Bloomberg reports that the bank restated first-quarter results, paring profit by $459m, in part because an internal review revealed that U.K. traders had priced their books 'aggressively', Mike Cavanagh, Head of Treasury & Securities Services, said in a July 13th meeting with analysts. The mispricing made losses on a portfolio of credit derivatives look smaller than they were, and executives concluded that traders may have sought to hide the 'full amount of losses', JPMorgan said in a presentation.
JPMorgan requires traders to mark their positions daily so the firm can track their profits, losses and risk. An internal control group double-checks the marks against market prices monthly and at the end of each quarter, said three former executives from the CIO and a senior executive in market risk. The firm uses the control group’s prices, not what individual traders submit, to calculate earnings, making it difficult for one trader or trading desk to rig prices, the people said.
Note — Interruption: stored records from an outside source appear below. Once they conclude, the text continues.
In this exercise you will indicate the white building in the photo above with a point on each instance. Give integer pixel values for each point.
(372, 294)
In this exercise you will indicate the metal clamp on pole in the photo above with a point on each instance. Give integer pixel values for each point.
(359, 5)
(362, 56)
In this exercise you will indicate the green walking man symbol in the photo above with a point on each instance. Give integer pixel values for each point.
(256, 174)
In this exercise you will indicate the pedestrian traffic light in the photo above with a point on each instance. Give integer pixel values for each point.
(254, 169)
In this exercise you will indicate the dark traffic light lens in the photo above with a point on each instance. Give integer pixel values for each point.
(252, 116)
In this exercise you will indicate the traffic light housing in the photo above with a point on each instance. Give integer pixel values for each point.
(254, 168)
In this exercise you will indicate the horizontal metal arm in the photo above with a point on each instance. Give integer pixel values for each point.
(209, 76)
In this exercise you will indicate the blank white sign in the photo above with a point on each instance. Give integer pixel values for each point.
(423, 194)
'We just have questions about whether the traders were doing what they need to do for accounting, which is put a mark on their positions where they think they can exit', Cavanagh, who led the internal review, said on a conference call with reporters. 'Instead, it felt more like they were pricing their marks a little bit more aggressively, but generally inside the bid-ask spread'.
The decision to restate results for the first three months of 2012 was made one day before New York-based JPMorgan reported second-quarter net income of $4.96bn, and after executives and lawyers interviewed employees, and reviewed thousands of hours of calls and about 1 million e-mails, said Cavanagh.